As is typical of older European fare of any genre, bonus features are not always easy to come by. Whether it is due to many of the cast and crew not being well known to Americans, or not being terribly easy to locate and assemble for reminiscences, and/or having gone to their heavenly reward, there are no interviews or old promotional clips to be had. All that is available are the original international and U.S. theatrical trailers. When dealing with a film that is more than 40 years old, such lacks are almost always unavoidable, but also deeply sorrowful, for Lou Castel and Martine Beswick are still alive and at least in the case of Ms. Beswick, still available for comment as she has been on some of the MGM releases of the older James Bond films.
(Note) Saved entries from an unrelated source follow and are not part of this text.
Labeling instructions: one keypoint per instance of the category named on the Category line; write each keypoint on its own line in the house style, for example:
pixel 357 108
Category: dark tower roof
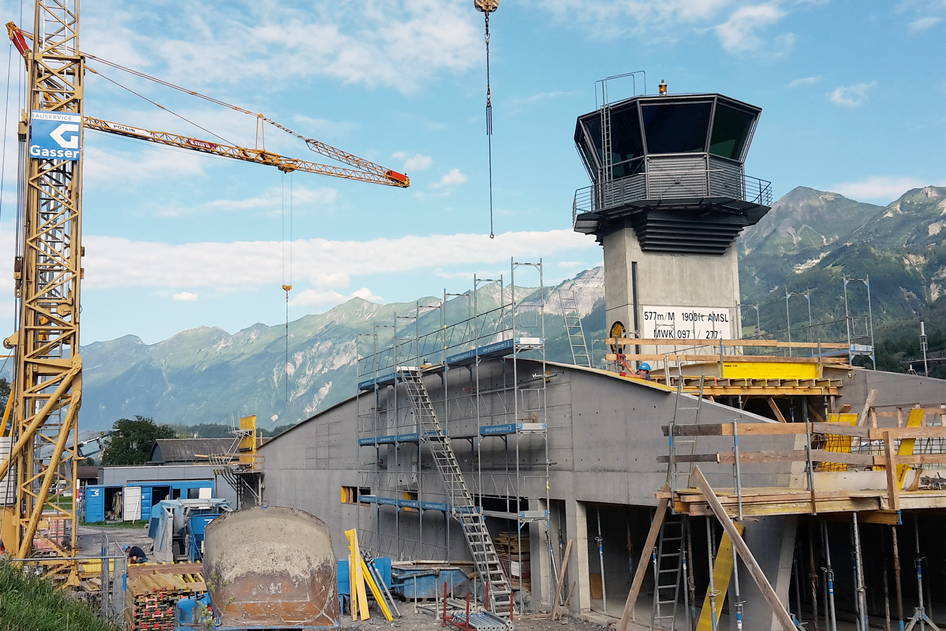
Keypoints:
pixel 673 167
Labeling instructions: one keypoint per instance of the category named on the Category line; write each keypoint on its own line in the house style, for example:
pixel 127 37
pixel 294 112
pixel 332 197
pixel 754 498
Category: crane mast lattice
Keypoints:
pixel 42 435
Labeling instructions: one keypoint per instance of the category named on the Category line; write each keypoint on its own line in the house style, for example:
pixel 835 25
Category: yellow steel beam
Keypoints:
pixel 722 575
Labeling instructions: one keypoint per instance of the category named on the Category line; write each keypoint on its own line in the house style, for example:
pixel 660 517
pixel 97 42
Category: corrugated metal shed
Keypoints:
pixel 187 450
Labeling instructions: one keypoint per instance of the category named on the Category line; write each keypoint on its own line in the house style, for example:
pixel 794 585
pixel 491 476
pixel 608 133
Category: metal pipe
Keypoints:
pixel 712 587
pixel 918 564
pixel 685 567
pixel 859 574
pixel 736 595
pixel 691 582
pixel 600 542
pixel 829 578
pixel 813 577
pixel 737 468
pixel 883 569
pixel 898 588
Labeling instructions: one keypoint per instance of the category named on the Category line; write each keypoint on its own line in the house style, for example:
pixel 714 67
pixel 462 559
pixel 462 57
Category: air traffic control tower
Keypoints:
pixel 668 199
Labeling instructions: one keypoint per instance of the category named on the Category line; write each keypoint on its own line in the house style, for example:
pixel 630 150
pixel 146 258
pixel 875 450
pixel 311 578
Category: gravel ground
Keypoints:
pixel 90 539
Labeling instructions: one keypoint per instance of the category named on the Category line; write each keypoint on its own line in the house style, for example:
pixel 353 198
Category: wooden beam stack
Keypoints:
pixel 517 566
pixel 153 595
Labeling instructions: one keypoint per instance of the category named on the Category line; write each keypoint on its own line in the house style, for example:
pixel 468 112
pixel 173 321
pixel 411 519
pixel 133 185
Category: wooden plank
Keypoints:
pixel 722 574
pixel 744 553
pixel 562 573
pixel 710 358
pixel 930 431
pixel 893 481
pixel 642 564
pixel 843 424
pixel 647 341
pixel 780 429
pixel 775 410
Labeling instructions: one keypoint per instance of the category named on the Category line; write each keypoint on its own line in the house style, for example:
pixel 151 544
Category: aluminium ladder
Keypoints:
pixel 485 559
pixel 574 329
pixel 668 560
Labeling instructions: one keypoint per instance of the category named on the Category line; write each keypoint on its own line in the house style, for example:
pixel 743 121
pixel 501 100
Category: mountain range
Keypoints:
pixel 809 242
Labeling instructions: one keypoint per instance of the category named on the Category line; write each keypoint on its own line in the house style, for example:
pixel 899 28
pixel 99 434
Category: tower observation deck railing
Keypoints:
pixel 660 184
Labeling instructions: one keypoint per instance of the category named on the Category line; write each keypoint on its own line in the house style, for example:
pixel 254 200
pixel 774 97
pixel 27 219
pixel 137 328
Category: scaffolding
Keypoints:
pixel 481 356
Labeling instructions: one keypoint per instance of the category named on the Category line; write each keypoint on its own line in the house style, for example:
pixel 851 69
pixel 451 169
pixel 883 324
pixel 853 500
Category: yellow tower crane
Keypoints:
pixel 39 447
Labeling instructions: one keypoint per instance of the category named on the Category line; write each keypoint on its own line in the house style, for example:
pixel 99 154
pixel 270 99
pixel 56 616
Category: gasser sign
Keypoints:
pixel 55 135
pixel 686 323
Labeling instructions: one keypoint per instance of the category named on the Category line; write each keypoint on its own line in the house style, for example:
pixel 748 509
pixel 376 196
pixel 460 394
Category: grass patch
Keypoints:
pixel 31 602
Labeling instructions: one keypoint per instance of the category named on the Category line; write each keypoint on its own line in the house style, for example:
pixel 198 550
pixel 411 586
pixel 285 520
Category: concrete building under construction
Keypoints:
pixel 814 479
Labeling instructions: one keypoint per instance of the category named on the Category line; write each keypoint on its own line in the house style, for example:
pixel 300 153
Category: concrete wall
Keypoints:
pixel 893 389
pixel 666 279
pixel 122 476
pixel 603 440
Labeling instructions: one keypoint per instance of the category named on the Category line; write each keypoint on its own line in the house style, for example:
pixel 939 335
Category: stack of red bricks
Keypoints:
pixel 152 598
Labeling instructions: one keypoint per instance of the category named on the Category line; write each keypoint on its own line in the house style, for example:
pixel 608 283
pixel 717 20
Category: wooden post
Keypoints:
pixel 868 406
pixel 893 480
pixel 776 411
pixel 642 563
pixel 562 572
pixel 743 550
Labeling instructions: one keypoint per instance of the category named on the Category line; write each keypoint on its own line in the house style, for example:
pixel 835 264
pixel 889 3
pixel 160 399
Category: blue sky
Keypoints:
pixel 853 92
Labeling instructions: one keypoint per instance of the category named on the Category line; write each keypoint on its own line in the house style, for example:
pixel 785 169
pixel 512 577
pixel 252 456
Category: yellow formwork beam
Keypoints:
pixel 358 597
pixel 722 575
pixel 375 591
pixel 914 419
pixel 838 443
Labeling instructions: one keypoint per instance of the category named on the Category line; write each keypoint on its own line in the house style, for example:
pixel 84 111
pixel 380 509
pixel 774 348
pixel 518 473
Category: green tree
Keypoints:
pixel 130 440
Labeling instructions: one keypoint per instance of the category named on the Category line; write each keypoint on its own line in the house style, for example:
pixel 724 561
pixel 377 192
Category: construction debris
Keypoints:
pixel 154 591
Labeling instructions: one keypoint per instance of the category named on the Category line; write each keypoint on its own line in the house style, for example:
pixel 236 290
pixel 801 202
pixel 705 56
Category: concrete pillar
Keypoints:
pixel 576 527
pixel 772 542
pixel 542 581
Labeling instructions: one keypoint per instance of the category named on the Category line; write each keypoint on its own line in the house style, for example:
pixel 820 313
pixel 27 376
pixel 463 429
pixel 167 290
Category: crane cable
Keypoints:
pixel 487 8
pixel 159 106
pixel 287 264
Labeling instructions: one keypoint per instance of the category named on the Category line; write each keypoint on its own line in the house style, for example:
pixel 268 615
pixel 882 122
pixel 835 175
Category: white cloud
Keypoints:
pixel 413 162
pixel 803 81
pixel 924 23
pixel 119 168
pixel 320 298
pixel 113 262
pixel 371 42
pixel 523 101
pixel 741 33
pixel 654 20
pixel 302 197
pixel 853 95
pixel 453 177
pixel 879 187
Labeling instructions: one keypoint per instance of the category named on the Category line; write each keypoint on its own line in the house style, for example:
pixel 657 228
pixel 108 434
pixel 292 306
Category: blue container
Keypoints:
pixel 94 504
pixel 427 584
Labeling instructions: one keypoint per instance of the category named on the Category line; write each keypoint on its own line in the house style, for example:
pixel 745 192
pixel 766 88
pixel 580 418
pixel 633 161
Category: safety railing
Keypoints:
pixel 659 184
pixel 903 453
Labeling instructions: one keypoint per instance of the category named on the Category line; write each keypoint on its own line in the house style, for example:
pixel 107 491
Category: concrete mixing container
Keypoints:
pixel 271 567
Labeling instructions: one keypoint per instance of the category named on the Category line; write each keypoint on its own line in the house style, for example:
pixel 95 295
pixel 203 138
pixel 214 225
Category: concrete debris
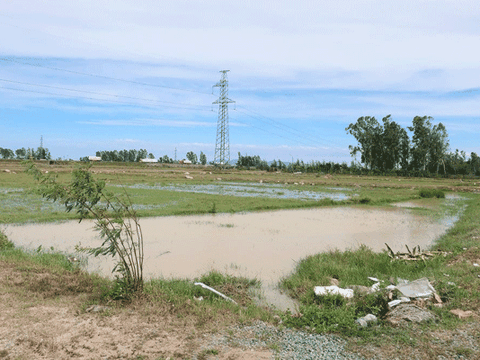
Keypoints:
pixel 420 288
pixel 334 281
pixel 393 303
pixel 97 308
pixel 333 290
pixel 462 314
pixel 407 313
pixel 367 319
pixel 360 289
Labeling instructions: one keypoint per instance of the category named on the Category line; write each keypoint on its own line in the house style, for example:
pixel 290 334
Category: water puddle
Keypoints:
pixel 264 245
pixel 276 191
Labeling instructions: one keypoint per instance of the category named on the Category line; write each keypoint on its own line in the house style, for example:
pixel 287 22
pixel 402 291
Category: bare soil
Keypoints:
pixel 38 323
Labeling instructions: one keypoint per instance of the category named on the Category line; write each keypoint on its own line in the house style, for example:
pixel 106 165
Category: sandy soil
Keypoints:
pixel 33 326
pixel 265 245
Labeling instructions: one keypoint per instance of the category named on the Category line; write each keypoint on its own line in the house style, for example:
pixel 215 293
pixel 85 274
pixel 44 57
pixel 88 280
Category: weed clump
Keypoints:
pixel 431 193
pixel 5 244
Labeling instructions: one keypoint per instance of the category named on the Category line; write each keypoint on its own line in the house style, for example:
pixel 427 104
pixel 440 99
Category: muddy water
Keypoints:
pixel 265 245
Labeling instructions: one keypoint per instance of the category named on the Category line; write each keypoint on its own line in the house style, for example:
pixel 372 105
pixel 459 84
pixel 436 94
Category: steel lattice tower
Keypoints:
pixel 222 145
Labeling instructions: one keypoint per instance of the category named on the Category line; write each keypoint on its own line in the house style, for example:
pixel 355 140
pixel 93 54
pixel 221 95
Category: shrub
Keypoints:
pixel 430 193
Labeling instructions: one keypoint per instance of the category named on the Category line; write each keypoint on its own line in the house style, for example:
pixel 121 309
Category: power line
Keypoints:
pixel 282 127
pixel 92 98
pixel 102 76
pixel 222 143
pixel 98 93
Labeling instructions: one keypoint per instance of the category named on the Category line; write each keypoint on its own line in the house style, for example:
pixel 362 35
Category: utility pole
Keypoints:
pixel 222 144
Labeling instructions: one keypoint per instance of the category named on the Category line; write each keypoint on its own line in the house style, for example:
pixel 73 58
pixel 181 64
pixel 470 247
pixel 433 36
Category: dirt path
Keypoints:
pixel 35 325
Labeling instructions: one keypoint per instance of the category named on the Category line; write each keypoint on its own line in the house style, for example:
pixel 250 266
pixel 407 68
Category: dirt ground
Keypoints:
pixel 36 325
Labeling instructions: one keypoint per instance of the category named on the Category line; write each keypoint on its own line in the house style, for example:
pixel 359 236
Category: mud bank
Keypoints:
pixel 265 245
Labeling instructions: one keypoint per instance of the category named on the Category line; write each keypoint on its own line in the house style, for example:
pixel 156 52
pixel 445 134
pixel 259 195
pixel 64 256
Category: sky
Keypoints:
pixel 87 76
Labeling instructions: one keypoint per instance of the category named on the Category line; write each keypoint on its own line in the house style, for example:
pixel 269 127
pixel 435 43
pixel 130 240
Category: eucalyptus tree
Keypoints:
pixel 430 144
pixel 192 157
pixel 381 146
pixel 203 158
pixel 365 131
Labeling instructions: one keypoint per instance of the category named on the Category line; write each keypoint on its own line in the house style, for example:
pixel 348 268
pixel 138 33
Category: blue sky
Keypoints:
pixel 105 75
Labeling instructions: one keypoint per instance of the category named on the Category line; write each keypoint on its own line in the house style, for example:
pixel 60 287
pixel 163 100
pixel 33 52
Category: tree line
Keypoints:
pixel 40 153
pixel 387 147
pixel 134 155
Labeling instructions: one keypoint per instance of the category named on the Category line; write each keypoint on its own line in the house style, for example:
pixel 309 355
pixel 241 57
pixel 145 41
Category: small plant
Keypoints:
pixel 213 210
pixel 115 220
pixel 430 193
pixel 5 244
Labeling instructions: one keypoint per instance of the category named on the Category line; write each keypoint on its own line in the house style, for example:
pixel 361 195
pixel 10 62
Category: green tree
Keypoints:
pixel 430 144
pixel 6 153
pixel 21 153
pixel 192 157
pixel 203 158
pixel 115 220
pixel 380 145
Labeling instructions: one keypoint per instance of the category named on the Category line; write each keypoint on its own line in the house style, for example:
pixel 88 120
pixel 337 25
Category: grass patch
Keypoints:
pixel 454 277
pixel 430 193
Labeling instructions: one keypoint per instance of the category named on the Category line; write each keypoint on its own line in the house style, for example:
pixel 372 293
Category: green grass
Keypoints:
pixel 352 267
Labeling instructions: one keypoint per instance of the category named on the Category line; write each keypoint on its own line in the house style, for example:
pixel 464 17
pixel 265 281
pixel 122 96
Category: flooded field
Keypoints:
pixel 278 191
pixel 265 245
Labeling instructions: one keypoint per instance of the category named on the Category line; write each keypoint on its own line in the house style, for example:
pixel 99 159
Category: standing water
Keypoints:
pixel 264 245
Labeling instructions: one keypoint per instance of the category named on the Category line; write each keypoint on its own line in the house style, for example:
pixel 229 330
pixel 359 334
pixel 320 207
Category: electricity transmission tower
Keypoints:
pixel 222 144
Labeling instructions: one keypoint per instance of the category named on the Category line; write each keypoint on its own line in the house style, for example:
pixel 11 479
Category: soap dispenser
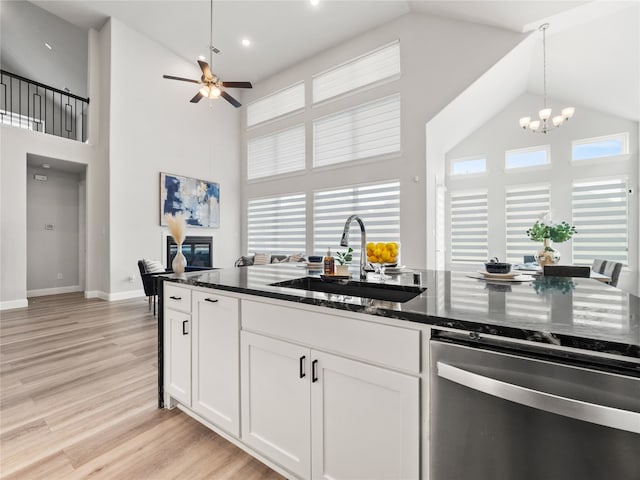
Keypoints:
pixel 329 263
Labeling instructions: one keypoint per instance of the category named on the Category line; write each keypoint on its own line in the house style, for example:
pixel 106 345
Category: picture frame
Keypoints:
pixel 197 200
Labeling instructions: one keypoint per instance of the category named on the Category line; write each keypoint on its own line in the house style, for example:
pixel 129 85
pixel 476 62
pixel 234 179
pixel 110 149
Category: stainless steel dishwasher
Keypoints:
pixel 501 411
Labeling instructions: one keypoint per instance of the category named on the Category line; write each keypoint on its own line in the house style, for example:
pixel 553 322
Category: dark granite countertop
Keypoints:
pixel 572 312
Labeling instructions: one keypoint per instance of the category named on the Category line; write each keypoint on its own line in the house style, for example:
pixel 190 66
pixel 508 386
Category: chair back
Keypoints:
pixel 566 271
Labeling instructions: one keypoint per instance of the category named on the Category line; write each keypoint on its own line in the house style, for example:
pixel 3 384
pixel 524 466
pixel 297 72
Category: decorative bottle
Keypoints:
pixel 329 263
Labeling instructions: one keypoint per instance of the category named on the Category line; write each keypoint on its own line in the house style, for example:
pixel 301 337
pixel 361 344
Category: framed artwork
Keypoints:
pixel 197 200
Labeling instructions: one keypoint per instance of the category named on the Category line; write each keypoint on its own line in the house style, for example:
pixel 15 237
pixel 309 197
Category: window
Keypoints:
pixel 469 230
pixel 523 207
pixel 527 157
pixel 280 103
pixel 468 166
pixel 380 64
pixel 598 147
pixel 365 131
pixel 277 225
pixel 276 153
pixel 600 215
pixel 377 205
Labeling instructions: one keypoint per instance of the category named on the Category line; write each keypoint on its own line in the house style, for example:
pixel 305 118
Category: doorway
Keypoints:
pixel 56 226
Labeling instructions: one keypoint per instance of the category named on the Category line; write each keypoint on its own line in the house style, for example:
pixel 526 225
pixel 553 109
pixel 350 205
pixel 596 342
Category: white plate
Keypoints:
pixel 517 278
pixel 499 275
While probably a costly tidbit to add, her recollections of working with Gian Maria Volonte and Klaus Kinski are likely to be priceless as would be her anecdotes about filming a western in Italy. As each year passes and we lose first-hand accounts of such experiences, a little more of our precious cinematic history is lost. At least Blue Underground has brought us this inestimable jewel known as A BULLET FOR THE GENERAL so that others can enjoy it too.
When I look at the children in my classroom each year, I wonder how many of them will eventually come to embrace the splendor of “The Western” and I worry that it may be few or none. I was lucky enough to have essential training on the subject in the form of television shows like The Rifleman and Have Gun Will Travel, which led me to graduate from the school of gun fighting and then move on to upper level studies in American and then European “westerns”. I can’t imagine a world where generations of children will not know the joy of sitting down to watching dirty, dusty degenerates disagreeing violently over land or water rights, or cattle or other commodities on the frontier and then settling their differences with gunplay. That may seem barbaric to modern audiences, but after watching A BULLET FOR THE GENERAL, I am fairly certain that sitting through Keeping up with the Kardashians or The Simple Life is a far more primitive way of spending time than seeing a beautifully crafted film from a genre that deserves our glorification.